In an ever more globalised knowledge economy, success in business is increasingly dependent on how far leaders can keep on top of key developments in their industries. But even more importantly, success also depends on how committed leaders are to ensuring their employees engage as much with education as with their work.
This is because the old distinction between work and education is fading fast. Today, smart students build practical experience into their studies, and smart employees remain engaged with learning. Smart business leaders are aware of this and facilitate it.
So how can you build and lead a learning team that will also be a commercial success? Here are three key ingredients.
LEADING A LEARNING TEAM
The biggest challenge for a business leader is to avoid turning leadership into an ego trip. The key to success is listening to your team and making sure the various team members listen to each other.
This is not the same as seeking compromises all the time or being nice. It is about creating mutual respect and an understanding that the success of one individual is dependent on the success of others. So a leader will strive to replace office politics with solid team work. Learning together, and being engaged in innovation sessions, helps with bonding and creates a sense of shared objectives.

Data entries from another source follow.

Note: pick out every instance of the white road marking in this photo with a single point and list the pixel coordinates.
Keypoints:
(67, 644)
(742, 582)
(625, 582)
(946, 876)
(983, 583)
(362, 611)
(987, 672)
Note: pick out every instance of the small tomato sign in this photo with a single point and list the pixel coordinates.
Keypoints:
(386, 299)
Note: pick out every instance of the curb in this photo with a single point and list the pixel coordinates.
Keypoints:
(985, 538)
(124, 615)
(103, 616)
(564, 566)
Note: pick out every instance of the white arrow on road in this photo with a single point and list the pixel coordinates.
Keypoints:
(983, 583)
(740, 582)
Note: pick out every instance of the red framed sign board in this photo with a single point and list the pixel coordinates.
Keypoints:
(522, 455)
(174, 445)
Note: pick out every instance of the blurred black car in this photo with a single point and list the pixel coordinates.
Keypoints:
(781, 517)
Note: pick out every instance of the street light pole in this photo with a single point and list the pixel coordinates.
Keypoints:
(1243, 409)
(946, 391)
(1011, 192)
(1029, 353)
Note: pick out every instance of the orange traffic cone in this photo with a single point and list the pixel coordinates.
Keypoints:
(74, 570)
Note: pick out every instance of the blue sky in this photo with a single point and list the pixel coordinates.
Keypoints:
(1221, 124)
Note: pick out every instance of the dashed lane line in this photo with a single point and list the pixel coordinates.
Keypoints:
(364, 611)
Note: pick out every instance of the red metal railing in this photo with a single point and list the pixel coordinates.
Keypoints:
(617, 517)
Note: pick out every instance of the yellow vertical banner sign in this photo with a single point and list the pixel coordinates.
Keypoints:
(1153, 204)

Sharing mistakes is a sign of trust and is the best form of both risk management and continuous learning. The best leaders are better at listening than speaking (or shouting), and they encourage progress rather than create fear. At the same time, they are transparent towards all team members about what the expectations are.
HAVING THE RIGHT ATTITUDE
When it comes to judging success, there is a classic debate about what comes first, shareholder value or stakeholder value? The truth is that the second will normally ensure the first.

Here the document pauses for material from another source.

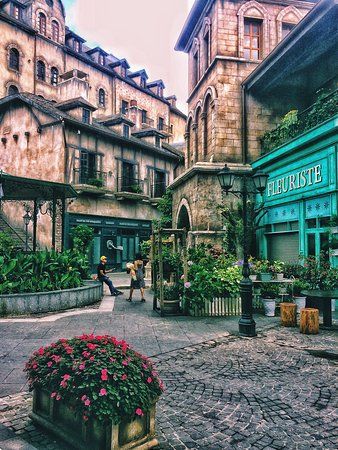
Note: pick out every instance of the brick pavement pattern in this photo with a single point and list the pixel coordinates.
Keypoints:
(276, 391)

While it is important to listen to employees, it is also vital to listen to clients and customers (even potential ones). A full understanding of what makes customers happy, and what they might value, is at the basis of any commercial success.
If you are able to anticipate what customers might want, not just now but also in the future, success is near enough guaranteed. This requires sensitivity and the right mind-set – not just from the leader, but from the senior team as a whole and thorough the organisation at all levels. Getting that message across internally, especially in larger organisations, tends to be the biggest challenge.
PRACTICE MAKES PERFECT
The trick to making success lasting is understanding reflective learning.
Reflective learning means that you use quite simple techniques to reflect on every action, especially failures or partial successes. What could we have done better?
Reflective learning is not just standing in front of the mirror, beating yourself up or, worse, staring at yourself in self-admiration. It is about getting structured feedback, either on an individual or team level.
It’s important to remember that there is rarely such a thing as failure, however – aside from covering up errors, denying them, or repeating the same mistakes. Reflective learning is about accepting that not everything can be 100 per cent successful.
Indeed, the real challenge is to learn from experience. Successful business is ultimately always a learning process. The better an organisation is at learning, the higher its commercial success will fly.
Professor Dr Maurits van Rooijen is rector and chief executive of London School of Business and Finance.